Es así posible que el universo estadounidense que, de Trump a Hillary, tantas alegrías espectaculares nos sigue regalando, tenga una obsesión contable con la cronología. De ahí su privilegio incesante de las efemérides. Como si toda America, también la homosexual, dijera: «Tiempo, tenemos un problema. No te soportamos si no estamos trabajando o no hay una fiesta». Es probable entonces que esta sociedad abierta, sexuada hasta la impotencia, tenga un problema con el vacío.

 

Así pues, vuelven algunas preguntas sentimentales en mitad del frío invernal: ¿Qué perfume le gustará a ella? ¿Cuál es el color favorito de él?
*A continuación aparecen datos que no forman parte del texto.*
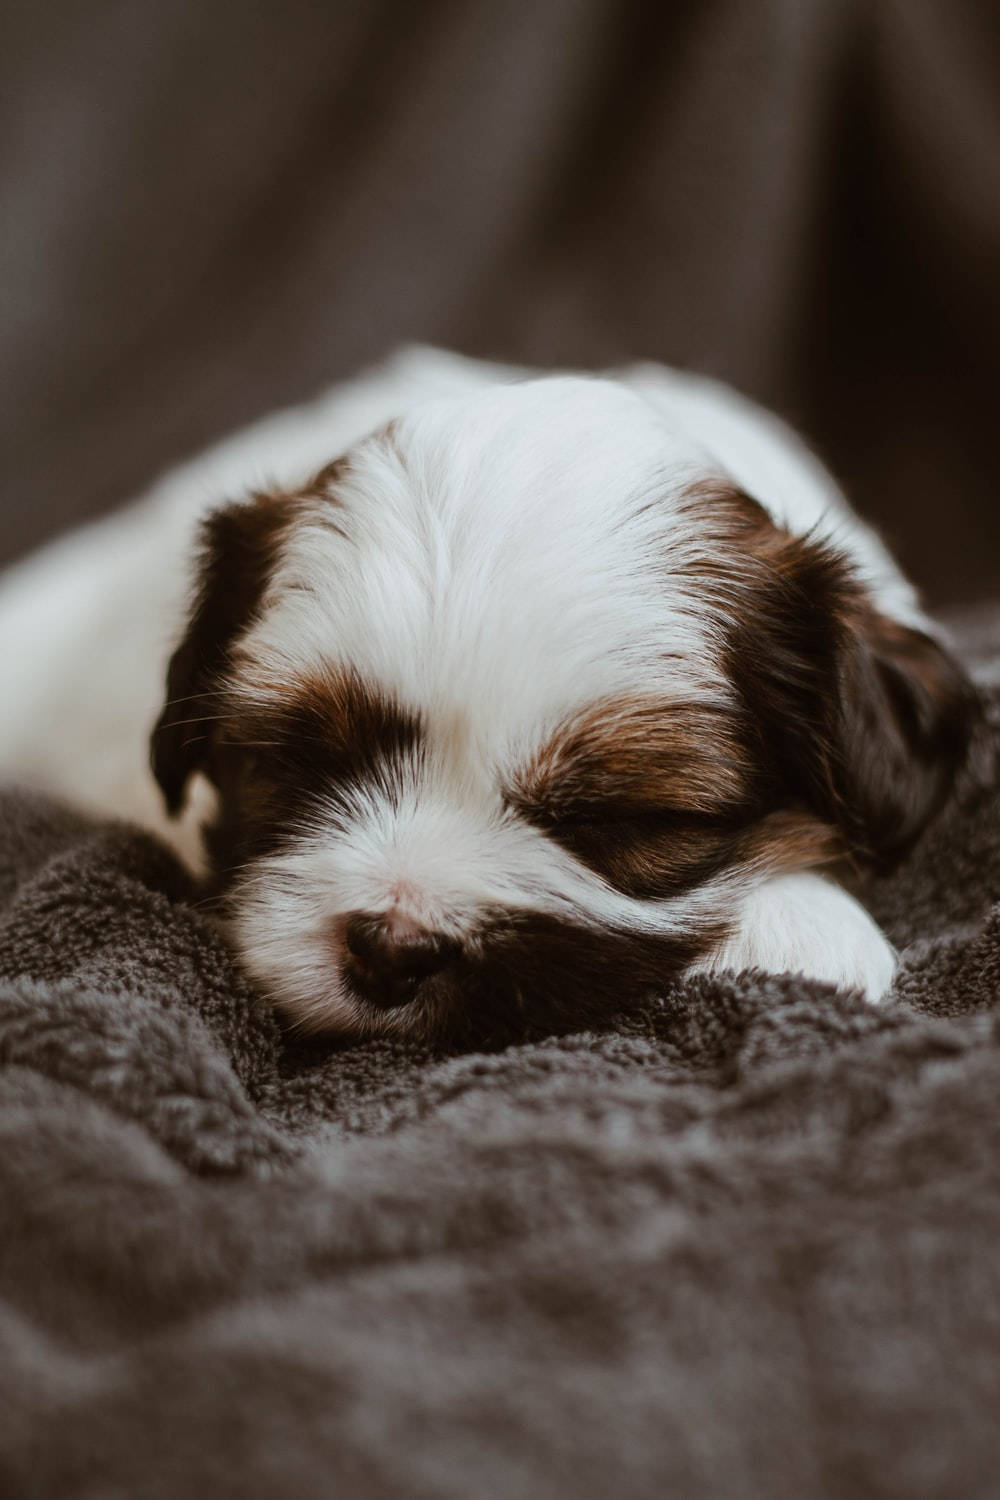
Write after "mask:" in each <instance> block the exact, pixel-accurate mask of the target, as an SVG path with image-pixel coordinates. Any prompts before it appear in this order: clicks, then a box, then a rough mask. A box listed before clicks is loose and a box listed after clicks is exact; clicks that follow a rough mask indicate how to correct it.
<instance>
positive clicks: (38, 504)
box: [0, 0, 1000, 601]
mask: <svg viewBox="0 0 1000 1500" xmlns="http://www.w3.org/2000/svg"><path fill="white" fill-rule="evenodd" d="M999 98H1000V52H999V49H997V26H996V3H994V0H877V3H871V0H808V3H804V0H754V3H748V0H697V3H693V0H687V3H681V0H672V3H660V5H657V3H651V0H532V3H525V0H520V3H508V5H498V3H496V0H439V3H436V5H424V6H421V5H414V3H412V0H355V3H352V5H349V6H348V5H330V3H328V0H286V3H282V5H270V6H268V5H246V3H244V0H213V3H211V5H205V3H204V0H117V3H106V5H102V6H93V5H90V6H87V5H79V0H46V3H45V5H30V3H28V0H7V3H6V5H4V6H1V7H0V139H1V142H3V151H1V153H0V223H3V236H1V237H0V285H1V287H3V297H1V299H0V389H1V390H3V402H0V496H1V498H0V561H3V559H6V558H10V556H12V555H13V553H15V552H18V550H24V549H27V547H28V546H30V544H31V543H33V541H37V540H39V538H40V537H42V535H43V534H49V532H52V531H55V529H57V528H58V526H60V525H64V523H67V522H69V520H73V519H81V517H84V516H88V514H91V513H94V510H97V508H100V507H106V505H111V504H115V502H120V501H121V499H124V498H126V496H127V495H130V493H132V492H133V490H135V489H136V487H138V486H139V484H141V483H142V481H144V480H147V478H148V477H151V474H153V472H154V471H157V469H160V468H163V466H166V465H169V463H171V462H172V460H175V459H177V458H180V456H183V455H184V453H190V452H193V450H195V449H198V447H199V446H201V444H202V443H205V441H208V440H211V438H214V437H220V435H222V434H225V432H229V431H232V429H234V428H238V426H241V425H243V423H246V422H247V420H250V419H252V417H255V416H259V414H262V413H265V411H270V410H273V408H274V407H276V405H279V404H286V402H291V401H295V399H300V398H306V396H309V395H312V393H313V392H315V390H318V389H321V387H324V386H325V384H328V383H330V381H333V380H334V378H342V377H346V375H351V374H354V371H355V369H357V368H358V366H360V365H361V363H366V362H369V360H372V359H373V357H376V356H381V354H382V353H385V351H387V350H390V348H394V347H396V345H397V344H400V342H405V341H409V339H424V341H430V342H435V344H445V345H451V344H454V345H459V347H462V348H466V350H468V351H471V353H477V354H486V356H499V357H507V356H511V357H516V359H526V360H531V362H532V363H537V365H541V366H558V365H561V363H564V362H570V363H583V365H598V366H600V365H604V363H612V362H618V360H631V359H639V357H654V359H661V360H666V362H667V363H676V365H684V366H693V368H696V369H703V371H709V372H712V374H717V375H721V377H724V378H727V380H732V381H733V383H735V384H738V386H741V387H742V389H745V390H747V392H748V393H750V395H754V396H759V398H763V401H765V402H768V404H772V405H777V407H778V408H780V410H783V411H784V414H786V416H789V417H790V419H792V422H793V425H796V426H801V428H802V429H804V431H805V434H807V435H808V437H810V438H811V440H813V441H814V443H816V444H817V446H819V449H820V452H822V453H823V456H825V458H828V459H829V460H831V463H832V468H834V469H835V471H837V472H838V475H841V477H843V480H844V481H846V484H847V489H849V492H850V495H852V498H853V499H855V502H856V504H858V508H859V510H861V511H862V513H864V514H867V516H870V517H871V519H873V520H876V522H877V523H880V525H882V526H885V529H886V534H888V537H889V540H891V543H892V546H894V549H895V550H897V552H898V553H900V555H901V558H903V561H904V564H906V565H907V570H912V571H913V573H915V574H916V579H918V582H919V583H921V585H922V586H924V588H925V591H927V592H928V597H930V598H931V600H933V601H954V600H958V601H966V600H970V598H976V597H991V595H993V594H994V592H996V573H997V556H1000V507H999V505H997V502H996V496H997V493H1000V446H999V444H997V441H996V360H997V347H999V345H1000V278H999V276H997V266H999V264H1000V113H999V111H997V99H999ZM942 517H945V519H943V520H942Z"/></svg>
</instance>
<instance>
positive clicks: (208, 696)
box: [150, 493, 295, 813]
mask: <svg viewBox="0 0 1000 1500" xmlns="http://www.w3.org/2000/svg"><path fill="white" fill-rule="evenodd" d="M294 510H295V499H294V496H289V495H282V493H276V495H268V493H258V495H253V496H252V498H250V499H247V501H243V502H235V504H231V505H225V507H222V508H220V510H216V511H214V513H211V514H210V516H207V517H205V520H204V522H202V525H201V538H199V553H198V561H196V583H195V597H193V604H192V609H190V616H189V621H187V627H186V630H184V634H183V637H181V642H180V645H178V646H177V649H175V651H174V654H172V657H171V661H169V667H168V672H166V702H165V705H163V709H162V712H160V717H159V720H157V721H156V726H154V729H153V736H151V741H150V760H151V766H153V774H154V777H156V780H157V781H159V784H160V789H162V792H163V798H165V801H166V807H168V811H171V813H177V811H180V808H181V805H183V801H184V792H186V787H187V781H189V780H190V777H192V775H193V774H195V771H210V765H211V747H213V732H214V724H216V714H217V699H216V696H214V694H216V690H217V688H219V685H220V684H222V681H223V678H225V675H226V670H228V667H229V666H231V661H232V648H234V645H235V642H237V640H238V637H240V634H241V633H243V630H244V628H246V627H247V625H249V624H250V622H252V619H253V616H255V613H256V610H258V607H259V604H261V600H262V597H264V589H265V588H267V582H268V579H270V576H271V571H273V568H274V562H276V559H277V552H279V546H280V538H282V535H283V532H285V531H286V528H288V526H289V523H291V520H292V516H294Z"/></svg>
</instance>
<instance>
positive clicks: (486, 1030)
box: [235, 912, 724, 1044]
mask: <svg viewBox="0 0 1000 1500" xmlns="http://www.w3.org/2000/svg"><path fill="white" fill-rule="evenodd" d="M235 932H237V933H240V932H243V933H246V938H238V939H237V942H238V945H240V948H241V951H243V959H244V965H246V968H247V972H249V975H250V978H252V980H253V981H255V984H256V986H258V987H259V989H261V992H262V993H265V995H267V998H268V999H270V1001H271V1004H273V1005H274V1007H276V1010H277V1011H279V1013H280V1014H282V1017H283V1019H285V1020H286V1023H288V1025H289V1028H291V1029H292V1031H301V1032H324V1034H333V1035H340V1037H354V1038H367V1037H400V1038H402V1037H405V1038H414V1040H420V1041H433V1043H439V1044H474V1043H477V1044H489V1043H498V1044H499V1043H505V1041H511V1040H517V1038H525V1037H529V1035H546V1034H559V1032H567V1031H570V1029H573V1031H577V1029H585V1028H588V1026H595V1025H607V1023H609V1022H610V1020H613V1019H615V1016H621V1013H622V1010H628V1008H630V1005H631V1007H634V1005H636V1004H637V1002H640V1001H642V999H643V996H648V995H651V993H654V992H660V990H663V987H664V986H666V984H669V983H670V981H672V980H675V978H678V977H679V975H681V974H682V972H684V971H685V969H687V968H688V966H690V965H691V963H693V962H694V960H696V959H697V957H700V956H703V954H706V953H709V951H711V950H712V947H714V945H717V944H718V941H720V938H721V935H723V932H724V924H723V922H721V921H720V922H715V924H711V922H703V924H700V927H699V930H697V932H693V933H690V935H687V936H684V938H678V936H670V938H667V936H658V935H642V933H624V932H600V930H592V929H586V927H583V926H577V924H573V922H565V921H559V919H555V918H550V916H546V915H540V913H534V912H514V913H508V915H502V916H495V918H492V919H490V922H489V924H486V926H483V929H481V930H480V932H478V933H477V936H475V939H474V941H471V942H469V944H468V945H466V950H465V953H463V954H462V956H460V957H459V959H456V960H453V962H451V963H450V965H448V966H447V968H445V969H444V971H442V972H439V974H435V975H432V977H429V978H427V980H424V981H421V983H420V984H418V986H417V987H415V990H414V993H412V996H411V998H409V999H408V1001H406V1002H403V1004H399V1005H391V1004H382V1002H375V1001H372V999H369V998H366V996H364V995H363V993H361V990H360V989H358V987H357V984H355V983H354V981H352V980H351V974H349V965H346V963H343V962H340V960H339V959H337V957H336V954H333V953H330V951H324V950H322V945H321V944H315V945H312V947H309V948H304V947H303V945H298V948H297V951H295V954H294V956H292V953H291V948H289V951H288V953H286V957H285V960H283V962H280V960H279V950H280V947H282V945H280V942H279V941H277V939H276V936H273V939H271V942H270V944H268V942H267V938H265V935H264V933H262V932H261V929H259V926H255V927H252V930H249V932H247V927H246V924H243V922H240V921H238V919H237V922H235Z"/></svg>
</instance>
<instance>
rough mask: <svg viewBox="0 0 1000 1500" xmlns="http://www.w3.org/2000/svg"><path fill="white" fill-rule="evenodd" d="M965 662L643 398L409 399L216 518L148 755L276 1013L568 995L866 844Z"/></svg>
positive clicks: (595, 999) (939, 725)
mask: <svg viewBox="0 0 1000 1500" xmlns="http://www.w3.org/2000/svg"><path fill="white" fill-rule="evenodd" d="M967 723H969V693H967V688H966V684H964V679H963V676H961V673H960V672H958V669H957V667H955V666H954V663H952V661H951V660H949V658H948V657H946V654H945V652H943V651H942V649H940V646H939V645H937V643H936V642H933V640H931V639H930V637H928V636H925V634H921V633H919V631H915V630H910V628H907V627H904V625H901V624H897V622H894V621H891V619H888V618H886V616H883V615H880V613H879V610H877V609H876V606H874V603H873V600H871V598H870V597H868V594H867V592H865V589H864V588H862V585H861V583H859V582H858V579H856V577H855V574H853V571H852V568H850V565H849V564H847V561H846V559H844V556H843V555H840V553H838V552H837V550H835V549H834V547H831V546H829V544H828V543H823V541H820V540H810V538H805V540H804V538H796V537H792V535H789V534H787V532H784V531H780V529H778V528H777V526H775V525H774V523H772V522H771V520H769V519H768V516H766V514H765V511H763V510H762V508H760V505H757V504H756V501H753V499H750V498H748V496H747V495H744V493H742V492H741V490H739V489H736V486H735V484H733V483H732V481H730V480H727V478H726V477H724V475H723V474H721V472H718V471H717V469H715V468H714V466H712V463H711V462H709V460H708V459H706V458H705V456H703V455H702V453H700V452H699V450H696V449H691V447H690V446H687V444H685V443H684V441H681V440H679V438H678V437H676V435H673V434H672V432H670V431H669V429H667V428H664V425H663V423H661V420H660V417H658V416H657V414H655V413H654V411H652V410H651V408H648V407H646V405H645V404H643V402H642V401H640V399H639V398H636V396H633V395H630V393H627V392H625V390H624V389H621V387H618V386H615V384H610V383H604V381H583V380H564V378H558V380H546V381H534V383H528V384H523V386H513V387H501V389H495V390H489V392H484V393H480V395H475V396H471V398H468V396H466V398H460V399H457V401H442V402H430V404H427V405H424V407H420V408H417V410H415V411H414V413H411V414H409V416H405V417H400V419H399V420H396V422H393V423H391V425H390V426H388V428H385V429H382V431H379V432H376V434H375V435H372V437H369V438H367V440H364V441H363V443H360V444H357V446H355V447H354V449H352V450H351V452H349V453H348V455H345V456H343V458H340V459H337V460H336V462H333V463H331V465H330V466H328V468H327V469H324V471H322V472H321V474H318V475H316V478H315V480H313V481H312V483H309V484H306V486H304V487H303V489H300V490H295V492H292V493H286V492H283V493H259V495H256V496H253V498H252V499H249V501H244V502H240V504H234V505H228V507H225V508H222V510H219V511H217V513H214V514H213V516H210V517H208V520H207V522H205V526H204V537H202V555H201V564H199V588H198V594H196V600H195V606H193V612H192V616H190V622H189V627H187V633H186V636H184V639H183V640H181V643H180V646H178V648H177V651H175V654H174V658H172V661H171V667H169V679H168V694H166V706H165V708H163V712H162V715H160V720H159V723H157V726H156V729H154V733H153V766H154V772H156V775H157V778H159V781H160V786H162V789H163V793H165V798H166V801H168V805H169V807H171V810H174V811H177V810H178V808H180V807H181V804H183V799H184V793H186V787H187V783H189V780H190V777H192V775H193V774H195V772H202V774H204V775H207V777H208V778H210V780H211V781H213V783H214V786H216V787H217V792H219V816H217V820H216V822H214V825H213V826H210V828H208V829H207V847H208V852H210V856H211V862H213V865H214V871H216V882H217V886H219V891H220V894H222V895H223V898H225V901H226V907H228V912H229V916H231V922H232V933H234V938H235V942H237V947H238V948H240V951H241V956H243V960H244V963H246V968H247V971H249V974H250V975H252V977H253V980H255V981H256V983H258V984H259V986H261V989H262V990H264V992H265V993H267V995H270V996H271V998H273V1001H274V1002H276V1004H277V1005H279V1007H280V1008H282V1010H283V1011H285V1013H286V1014H288V1016H289V1017H291V1019H292V1020H294V1022H297V1023H300V1025H303V1026H307V1028H322V1029H334V1031H337V1029H339V1031H346V1032H355V1034H364V1032H412V1034H424V1035H433V1034H439V1032H456V1031H463V1029H469V1031H472V1032H502V1031H507V1029H508V1028H510V1026H511V1025H520V1023H525V1022H528V1023H538V1025H544V1026H553V1025H556V1026H558V1025H562V1023H565V1022H567V1020H579V1019H586V1017H588V1016H592V1014H594V1013H595V1011H598V1010H600V1008H601V1007H603V1005H606V1004H607V1002H610V1001H621V996H622V995H625V993H630V992H631V993H636V992H637V990H642V989H649V987H652V986H661V984H663V983H664V981H666V980H669V978H670V977H672V975H673V974H676V972H679V971H681V969H682V968H684V966H687V965H688V963H690V962H691V960H693V959H696V957H697V956H699V954H700V953H702V951H703V950H705V948H706V947H708V945H711V944H715V942H718V941H720V939H721V936H723V935H724V932H726V927H727V921H729V918H730V913H732V912H733V909H735V903H736V901H738V898H739V895H741V894H742V892H744V891H745V889H747V888H748V885H751V883H753V882H754V880H757V879H760V877H762V874H763V873H766V871H768V870H774V868H780V867H790V865H793V867H802V865H808V864H816V862H822V861H825V859H831V858H840V856H853V858H855V859H856V861H879V859H888V858H892V856H895V855H898V853H900V852H903V850H904V849H906V847H907V846H909V844H910V843H912V841H913V838H915V837H916V835H918V832H919V831H921V828H922V826H924V825H925V823H927V820H928V819H930V817H931V816H933V813H934V811H936V808H937V807H939V805H940V802H942V799H943V796H945V793H946V790H948V786H949V783H951V778H952V774H954V769H955V765H957V762H958V760H960V757H961V754H963V750H964V744H966V736H967Z"/></svg>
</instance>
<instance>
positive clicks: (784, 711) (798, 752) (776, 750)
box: [691, 481, 976, 864]
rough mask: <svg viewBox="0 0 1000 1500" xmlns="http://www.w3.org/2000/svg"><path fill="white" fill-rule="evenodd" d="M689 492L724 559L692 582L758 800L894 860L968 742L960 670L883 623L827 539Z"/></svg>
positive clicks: (907, 629)
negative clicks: (780, 525) (698, 506)
mask: <svg viewBox="0 0 1000 1500" xmlns="http://www.w3.org/2000/svg"><path fill="white" fill-rule="evenodd" d="M691 498H693V501H694V502H696V504H699V505H700V507H702V511H700V513H702V516H703V520H705V529H706V532H708V534H709V535H712V534H715V537H717V540H718V546H720V549H721V556H724V558H726V559H727V561H726V564H724V565H723V567H712V565H709V567H708V568H706V576H705V582H706V588H708V589H709V591H711V594H712V597H714V600H715V603H717V606H718V607H721V609H723V610H724V612H726V613H727V616H729V625H727V639H729V672H730V675H732V679H733V682H735V685H736V688H738V691H739V693H741V696H742V699H744V705H745V711H747V724H748V730H750V732H751V735H754V736H756V739H757V750H756V757H757V759H759V763H760V765H762V768H769V771H771V775H772V778H774V784H772V787H771V789H769V793H768V796H769V799H771V801H777V802H778V805H781V802H784V804H786V805H789V804H792V805H795V804H796V802H798V804H802V805H805V807H807V808H810V810H811V811H813V813H814V814H817V816H819V817H820V819H822V820H825V822H829V823H834V825H835V826H837V828H840V831H841V834H843V837H844V841H846V846H847V849H849V850H850V853H852V855H853V858H855V859H858V861H862V862H879V864H883V862H888V861H891V859H894V858H898V856H901V855H903V853H906V850H907V849H909V847H910V846H912V844H913V841H915V840H916V838H918V837H919V834H921V831H922V829H924V828H925V826H927V823H928V822H930V820H931V819H933V817H934V814H936V813H937V810H939V808H940V807H942V804H943V801H945V798H946V796H948V792H949V789H951V786H952V783H954V778H955V774H957V771H958V768H960V765H961V762H963V759H964V756H966V751H967V747H969V739H970V733H972V724H973V720H975V711H976V696H975V691H973V690H972V687H970V684H969V681H967V678H966V675H964V672H963V669H961V667H960V666H958V663H957V661H955V660H954V658H952V657H951V655H949V654H948V651H946V649H945V648H943V646H942V645H940V643H939V642H937V640H934V639H933V637H931V636H928V634H925V633H922V631H919V630H915V628H912V627H907V625H904V624H900V622H898V621H895V619H892V618H889V616H886V615H883V613H882V612H880V610H879V609H877V606H876V603H874V600H873V598H871V595H870V592H868V591H867V588H865V586H864V583H862V582H861V579H859V577H858V573H856V570H855V567H853V564H852V562H850V559H849V558H847V556H844V555H843V553H841V552H838V550H837V547H835V546H834V544H832V543H829V541H823V540H817V538H816V537H808V535H807V537H793V535H790V534H789V532H786V531H783V529H781V528H780V526H777V525H775V523H774V522H772V520H771V517H769V516H768V514H766V511H765V510H763V508H762V507H760V505H759V504H757V502H756V501H754V499H751V498H750V496H748V495H744V493H742V492H741V490H739V489H738V487H736V486H732V484H726V483H724V481H718V483H715V484H702V486H696V489H694V490H693V496H691Z"/></svg>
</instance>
Mientras animamos otra guerra justa en cualquier lejano infierno, el demócrata medio se recrea entonces en suaves delicias domésticas, incluso con eventuales amores de frontera. Todo el año disparamos, aliando dedos y dígitos, pero que no se diga que no tenemos sentimientos. Los zombis también lloran.

 

Finalmente, aparte de Santa Claus, este época de desacralización interactiva debe conservar algún santo sureño que nos de un aire cálido. De ahí este turismo vivencial, también cuando no nos movemos, derritiendo levemente el hielo de nuestro eterno invierno. Sin romper con la prisión urbana podemos amar y comprar on line, incluso bajar a la calle. Ya se sabe que salir de la crisis exige incentivar el consumo.